Dans ce contexte de ville détruite, ce n’est pas une maison que Goro fait visiter à Pinkerton, mais une maquette. Il faudra attendre le deuxième acte pour voir une vraie maison sur scène, alors que les jeunes mariés ont passé leur nuit de noce sur un matelas tiré sur le sol par le jeune marié. Autre petit grain de sable dans la machinerie globale de la mise en scène, le choix d’un garçon aussi grand pour jouer le rôle de l’enfant rend difficile de croire au délai de trois ans d’absence souvent rappelé, et diminue quelque peu le pathos du sacrifice de Cio-Cio-San.

Toutefois, si ces détails se relèvent, ils ne viennent pas bloquer la lecture globale de l’œuvre. Ce déplacement de la lecture de la fin du XIXe siècle à l’après août 1945 n’entache en rien la compréhension. Il appuie même sur l’opposition des deux cultures – visible dans les deux drapeaux, les éventails et la peluche d’une célèbre souris américaine ou encore un ballon de football américain, le passage de kimonos aux vêtements américains, etc., et le reniement du Japon à ses traditions et anciennes valeurs. Ce même renoncement qu’opère Butterfly et qui lui vaut la malédiction des siens. Quant à l’écran servant de toile de fond, il prolonge le décor et offre une vue imprenable sur le port, ce fameux port que la jeune femme ne quitte pas des yeux.
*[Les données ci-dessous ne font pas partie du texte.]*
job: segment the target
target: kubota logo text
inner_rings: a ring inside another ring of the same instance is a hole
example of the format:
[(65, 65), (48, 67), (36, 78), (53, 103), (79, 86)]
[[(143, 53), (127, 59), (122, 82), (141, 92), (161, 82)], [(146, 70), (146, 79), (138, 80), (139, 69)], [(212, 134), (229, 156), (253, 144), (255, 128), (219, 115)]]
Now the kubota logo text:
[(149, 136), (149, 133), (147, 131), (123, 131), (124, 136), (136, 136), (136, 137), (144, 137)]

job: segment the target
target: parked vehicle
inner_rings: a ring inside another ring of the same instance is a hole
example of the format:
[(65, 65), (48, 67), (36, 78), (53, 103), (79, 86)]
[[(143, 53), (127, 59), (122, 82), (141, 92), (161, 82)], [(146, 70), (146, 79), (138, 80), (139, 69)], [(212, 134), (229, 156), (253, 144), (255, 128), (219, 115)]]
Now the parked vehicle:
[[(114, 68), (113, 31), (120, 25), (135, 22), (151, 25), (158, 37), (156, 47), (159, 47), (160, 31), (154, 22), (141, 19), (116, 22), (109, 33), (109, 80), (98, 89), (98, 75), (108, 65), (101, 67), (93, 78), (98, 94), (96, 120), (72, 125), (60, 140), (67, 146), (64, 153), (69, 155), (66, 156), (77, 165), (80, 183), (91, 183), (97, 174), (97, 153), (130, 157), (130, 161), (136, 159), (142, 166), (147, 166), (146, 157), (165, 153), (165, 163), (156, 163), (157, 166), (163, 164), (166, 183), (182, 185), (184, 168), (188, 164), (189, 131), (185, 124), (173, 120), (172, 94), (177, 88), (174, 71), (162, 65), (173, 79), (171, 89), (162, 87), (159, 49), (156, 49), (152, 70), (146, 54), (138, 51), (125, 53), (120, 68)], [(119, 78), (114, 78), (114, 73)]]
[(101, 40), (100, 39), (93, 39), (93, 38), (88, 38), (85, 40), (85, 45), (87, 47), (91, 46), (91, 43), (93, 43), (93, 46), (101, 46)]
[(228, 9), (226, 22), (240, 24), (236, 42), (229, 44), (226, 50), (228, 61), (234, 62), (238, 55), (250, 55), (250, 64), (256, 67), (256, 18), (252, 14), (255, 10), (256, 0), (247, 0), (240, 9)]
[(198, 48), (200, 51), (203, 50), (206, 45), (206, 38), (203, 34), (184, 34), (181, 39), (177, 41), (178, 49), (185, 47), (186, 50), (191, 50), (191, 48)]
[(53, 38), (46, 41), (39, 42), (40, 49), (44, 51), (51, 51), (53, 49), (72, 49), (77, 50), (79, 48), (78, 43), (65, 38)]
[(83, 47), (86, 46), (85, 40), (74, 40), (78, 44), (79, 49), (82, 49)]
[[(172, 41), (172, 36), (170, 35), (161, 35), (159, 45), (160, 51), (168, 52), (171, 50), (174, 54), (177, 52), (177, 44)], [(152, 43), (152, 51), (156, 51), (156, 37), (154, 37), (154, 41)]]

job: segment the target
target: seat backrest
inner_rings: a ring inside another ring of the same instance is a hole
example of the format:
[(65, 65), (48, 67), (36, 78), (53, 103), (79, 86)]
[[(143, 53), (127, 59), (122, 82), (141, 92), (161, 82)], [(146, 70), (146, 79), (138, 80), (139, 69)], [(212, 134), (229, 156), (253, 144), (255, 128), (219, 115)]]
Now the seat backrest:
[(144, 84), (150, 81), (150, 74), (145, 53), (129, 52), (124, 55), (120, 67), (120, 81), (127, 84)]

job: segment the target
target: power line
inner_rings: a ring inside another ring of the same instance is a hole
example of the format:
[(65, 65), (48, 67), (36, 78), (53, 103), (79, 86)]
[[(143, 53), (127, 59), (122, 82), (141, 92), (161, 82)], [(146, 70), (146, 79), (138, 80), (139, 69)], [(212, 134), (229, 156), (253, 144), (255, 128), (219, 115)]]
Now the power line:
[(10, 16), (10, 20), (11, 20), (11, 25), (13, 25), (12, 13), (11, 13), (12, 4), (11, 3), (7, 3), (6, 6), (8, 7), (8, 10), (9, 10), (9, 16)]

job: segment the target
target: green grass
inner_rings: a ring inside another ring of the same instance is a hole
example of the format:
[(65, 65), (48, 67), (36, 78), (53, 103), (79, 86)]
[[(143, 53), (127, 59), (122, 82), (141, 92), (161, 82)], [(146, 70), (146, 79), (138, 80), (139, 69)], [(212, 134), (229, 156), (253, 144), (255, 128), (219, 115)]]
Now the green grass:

Une porte d’entrée et de sortie, amenant et reprenant le bonheur.


Madama Butterfly, Opéra de Nice © Dominique Jaussein

Sur scène, Corinne Winters reprend le rôle de Cio-Cio-San dans lequel notre collègue l’avait entendue en 2021 à Rome. La voix porte haut les couleurs de la partition et le chant se module au gré de l’interprétation de l’artiste. Touchante, fragile et délicate, elle sait aussi se montrer forte et d’une belle lucidité candide, presque dure dans l’intelligence de la situation dont fait preuve la jeune fille. On retrouve les 15 ans du personnage mais aussi la maturité qui s’abat sur elle avec cruauté. Ses adieux sont ainsi à la fois nobles et touchants avant que le papillon ne s’épingle de lui-même sur le tableau de chasse de Pinkerton.

Ce dernier est interprété par Antonio Corianò, dont le timbre solaire ne rend malheureusement pas le personnage moins détestable ni moins lâche, celui-ci fuyant la vue des deux corps sans vie sans même prendre la peine d’emmener son fils avec lui durant la scène finale. Peut-être aurait-on apprécié davantage de corps encore dans la voix, mais cela n’enlève rien à la ligne de chant toujours maintenue sans faux pas. D’autant plus que le duo avec Butterfly s’avère un très beau moment dans la soirée.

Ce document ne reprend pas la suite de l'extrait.